Political cartoons are graphic translations of specific incidents of social thinking that can trigger collective responses. These cartoons are created by artists who combine the skills of artists and political analysts. These artists observe and interpret the happenings in their home societies or in the global arena, and then characterize these occurrences in cartoons or other memes. “A picture is worth a thousand words.” (Barnard,1921). Pictures can make complex and complicated circumstances more accessible to readers. Political cartoonists often simplify, in a single drawing, many layers of situations that appear unexpected, volatile and unpredictable but, are in fact organic and systemic. Visuals can also image veiled and underlying details about contexts that, presented in the spoken or written word or in raw actions, might be missed or dismissed. Pictures cause visceral reactions that seize attention, emotion and understanding unlike printed text. For this reason, cartoons are sometimes met with anger, denial, grief. Readers, at times, reject an illustration, because it reveals aspects of events that no one wants to acknowledge. At other times, readers find a portrayal of events as prescient and defining.

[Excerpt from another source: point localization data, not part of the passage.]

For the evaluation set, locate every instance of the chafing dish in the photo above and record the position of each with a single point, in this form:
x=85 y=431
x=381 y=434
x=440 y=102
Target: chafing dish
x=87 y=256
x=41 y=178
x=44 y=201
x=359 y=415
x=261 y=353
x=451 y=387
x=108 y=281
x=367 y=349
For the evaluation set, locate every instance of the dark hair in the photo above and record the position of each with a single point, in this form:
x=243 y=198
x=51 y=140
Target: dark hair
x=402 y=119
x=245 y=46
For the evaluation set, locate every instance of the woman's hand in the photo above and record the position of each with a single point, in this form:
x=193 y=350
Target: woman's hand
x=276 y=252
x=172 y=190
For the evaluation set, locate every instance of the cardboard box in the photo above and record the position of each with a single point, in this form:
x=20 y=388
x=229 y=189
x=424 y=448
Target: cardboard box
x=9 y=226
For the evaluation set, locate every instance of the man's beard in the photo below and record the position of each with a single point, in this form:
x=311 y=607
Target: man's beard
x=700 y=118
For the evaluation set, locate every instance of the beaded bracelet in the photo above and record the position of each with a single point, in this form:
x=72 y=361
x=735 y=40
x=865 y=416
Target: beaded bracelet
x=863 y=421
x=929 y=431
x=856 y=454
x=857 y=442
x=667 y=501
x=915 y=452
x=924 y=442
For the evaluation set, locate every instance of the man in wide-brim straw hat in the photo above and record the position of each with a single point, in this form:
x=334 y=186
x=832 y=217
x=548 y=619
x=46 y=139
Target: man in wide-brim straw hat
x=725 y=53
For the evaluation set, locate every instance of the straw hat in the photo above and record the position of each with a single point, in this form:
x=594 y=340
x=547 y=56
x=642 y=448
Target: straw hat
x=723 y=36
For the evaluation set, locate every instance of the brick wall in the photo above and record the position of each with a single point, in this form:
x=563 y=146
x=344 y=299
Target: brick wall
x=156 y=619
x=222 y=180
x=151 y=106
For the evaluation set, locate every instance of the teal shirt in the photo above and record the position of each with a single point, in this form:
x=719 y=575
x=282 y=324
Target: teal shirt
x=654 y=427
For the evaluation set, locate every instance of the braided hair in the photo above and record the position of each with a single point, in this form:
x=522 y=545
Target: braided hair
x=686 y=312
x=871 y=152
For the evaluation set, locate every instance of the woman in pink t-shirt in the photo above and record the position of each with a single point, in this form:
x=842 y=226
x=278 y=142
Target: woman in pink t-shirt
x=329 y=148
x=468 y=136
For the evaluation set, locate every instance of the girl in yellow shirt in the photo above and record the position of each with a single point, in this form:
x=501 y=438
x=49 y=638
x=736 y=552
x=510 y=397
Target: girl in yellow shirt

Few editorial cartoonists aim to instigate crises. Because national and global audiences have a plethora of adversities to survive, cartoonists don’t need to be sources of chaos to generate material. Although editorials, both print and graphic, might aggravate or arouse a crisis, most journalists write about or illustrate an extant situation. In India, the citizenship amendment act (CAA) divided the Hindu and Muslims. Did the CAA increase the political crisis or did the resulting editorial cartoons inflame the conflict. This paper will discuss the matter.